Une œuvre de « service public » dans les trois cantons

Quelques semaines après son ouverture, Adom’Médical cherche encore ses marques. Mais la structure va évoluer. Un petit chantier va être lancé pour livrer dans quelques semaines une unité de stockage d’oxygène, et des équipements pour la nutrition seront également proposés à court terme. « Nous aurons alors une gamme complète, se réjouit Lionel Rousseau, à l’exception de l’orthopédie car nous avons estimé que nous maîtrisions bien cette question et que nous pouvions l’assumer chacun dans nos officines. » D’autres évolutions pourront intervenir. Adom’Médical réfléchit encore sur son périmètre :« Nous ne nous interdisons rien, insiste son président. Nous interviendrons dans nos trois cantons, mais aussi dans toute la région et peut-être au-delà.

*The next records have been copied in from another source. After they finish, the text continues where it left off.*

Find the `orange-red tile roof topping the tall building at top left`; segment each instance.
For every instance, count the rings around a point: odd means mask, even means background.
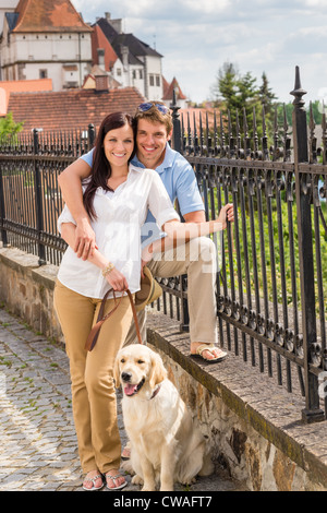
[[[92,32],[70,0],[20,0],[15,33]]]

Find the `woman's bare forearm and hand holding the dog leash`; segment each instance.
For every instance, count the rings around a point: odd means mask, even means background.
[[[72,249],[75,246],[76,231],[77,228],[73,223],[63,223],[61,225],[61,237]],[[94,249],[93,254],[88,255],[87,261],[99,267],[101,271],[110,264],[108,259],[106,259],[106,256],[104,256],[96,248]],[[105,277],[113,290],[122,291],[129,288],[126,278],[116,267],[109,271]]]

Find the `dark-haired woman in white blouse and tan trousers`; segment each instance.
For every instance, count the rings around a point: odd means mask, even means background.
[[[121,444],[112,369],[132,321],[124,290],[135,294],[140,289],[140,230],[148,208],[173,241],[221,229],[220,223],[210,222],[187,224],[185,232],[157,172],[130,164],[134,135],[132,118],[122,112],[107,116],[99,129],[92,175],[83,186],[84,205],[98,244],[87,261],[78,259],[72,249],[76,224],[66,206],[58,220],[69,248],[58,273],[55,307],[70,359],[73,414],[86,490],[100,489],[102,476],[110,490],[126,485],[119,474]],[[104,323],[93,351],[87,353],[87,335],[101,298],[110,288],[116,296],[123,296],[122,301]],[[105,314],[113,305],[111,294]]]

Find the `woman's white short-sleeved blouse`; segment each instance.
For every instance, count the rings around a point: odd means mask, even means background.
[[[141,277],[141,227],[147,211],[154,214],[159,227],[179,219],[159,175],[153,169],[130,165],[126,181],[114,192],[97,189],[94,208],[97,218],[90,224],[100,253],[125,276],[131,293],[136,293]],[[76,224],[66,205],[58,218],[59,231],[63,223]],[[102,298],[110,288],[101,270],[78,259],[70,247],[62,258],[58,279],[71,290],[90,298]]]

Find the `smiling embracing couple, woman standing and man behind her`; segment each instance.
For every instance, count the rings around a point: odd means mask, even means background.
[[[227,220],[233,220],[233,206],[226,205],[217,220],[205,222],[194,171],[170,148],[171,132],[171,115],[161,103],[142,104],[134,119],[122,112],[109,115],[95,148],[59,177],[65,206],[58,224],[69,248],[58,273],[55,307],[70,359],[87,490],[101,488],[102,475],[111,490],[126,485],[118,470],[121,446],[112,369],[123,342],[135,338],[129,297],[123,291],[138,290],[144,264],[155,276],[187,273],[191,354],[216,361],[225,357],[213,344],[217,342],[215,246],[198,235],[223,229]],[[172,206],[175,199],[184,224]],[[148,226],[145,220],[153,220],[150,230],[155,231],[155,219],[167,237],[153,234],[141,249],[141,229]],[[185,238],[190,241],[183,244]],[[109,288],[123,295],[122,301],[104,324],[94,350],[87,353],[86,337]],[[109,296],[105,314],[113,303]],[[144,313],[141,324],[145,325]]]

La seule question qui nous importe est d’apporter un réel service. » La SAS va également accueillir deux nouveaux pharmaciens, qui ne s’étaient pas encore engagés. Avec cet outil, les pharmaciens pensent avoir fait une œuvre de « service public » au service d’un territoire et d’une population. Mais ils savent qu’ils confortent aussi, dans une conjoncture difficile, leurs officines rurales.

Envie d’essayer ?

LES AVANTAGES

• Un projet collectif qui resserre les liens entre pharmaciens d’un même territoire.

• La possibilité de nouer le dialogue avec d’autres professionnels de santé.

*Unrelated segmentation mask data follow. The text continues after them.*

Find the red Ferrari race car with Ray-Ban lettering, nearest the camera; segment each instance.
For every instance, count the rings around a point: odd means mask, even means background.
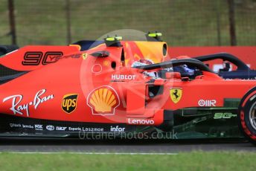
[[[255,80],[223,80],[198,59],[166,59],[165,42],[115,36],[82,44],[1,57],[1,136],[256,141]],[[193,72],[175,69],[184,66]]]

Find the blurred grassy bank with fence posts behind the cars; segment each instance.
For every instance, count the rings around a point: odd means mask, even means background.
[[[170,46],[256,45],[256,0],[0,0],[0,45],[67,45],[118,29]]]

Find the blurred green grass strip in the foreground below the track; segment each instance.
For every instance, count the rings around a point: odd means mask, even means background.
[[[0,170],[255,170],[252,152],[178,155],[0,154]]]

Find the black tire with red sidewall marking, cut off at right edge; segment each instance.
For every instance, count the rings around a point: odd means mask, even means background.
[[[243,135],[256,145],[256,87],[241,100],[238,120]]]

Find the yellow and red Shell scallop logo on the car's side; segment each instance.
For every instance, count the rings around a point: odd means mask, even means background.
[[[87,104],[91,107],[92,114],[112,115],[120,105],[120,100],[114,88],[101,86],[89,93]]]

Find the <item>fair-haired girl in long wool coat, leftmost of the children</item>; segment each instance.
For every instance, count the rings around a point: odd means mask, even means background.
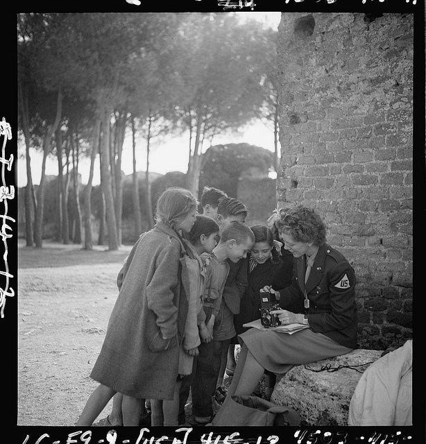
[[[139,425],[140,399],[173,400],[187,318],[187,250],[182,232],[194,225],[190,191],[166,189],[155,228],[133,248],[91,377],[99,386],[76,425],[92,425],[115,393],[123,394],[123,425]]]

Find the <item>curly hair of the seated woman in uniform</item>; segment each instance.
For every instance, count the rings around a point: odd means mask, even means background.
[[[313,242],[315,245],[325,244],[325,223],[318,213],[304,205],[280,212],[280,219],[276,222],[281,232],[290,234],[299,242]]]

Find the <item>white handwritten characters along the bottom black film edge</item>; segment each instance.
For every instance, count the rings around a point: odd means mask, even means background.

• Les pharmaciens sont autonomes par rapport aux distributeurs.

• Une meilleure connaissance de toutes les gammes de MAD.

• Des prix plus compétitifs.

• Des délais rapides et garantis.

LES DIFFICULTÉS

• Les délais administratifs pour créer une entreprise.

• Un besoin de financement important et, donc, la nécessité de recourir aux banques.

• La gestion d’une entreprise commerciale, différente de celle d’une officine.

• La nécessité de convaincre des partenaires pharmaciens.

• Avoir une bonne communication interne pour s’assurer la cohésion des actionnaires.

• Le recrutement d’une équipe de professionnels du matériel médical.

LES CONSEILS

• Créez une association pour réfléchir avant de vous lancer dans tout projet commercial.

• Prenez votre temps, laissez mûrir le projet sans brûler les étapes.

• Désignez un « pilote », qui sera responsable du projet.

• Gardez une taille humaine, ne visez pas trop grand avec des actionnaires trop nombreux.

• Adaptez-vous à un territoire cohérent, un « bassin de vie » reconnu.

• Informez et communiquez auprès des autres professionnels de santé.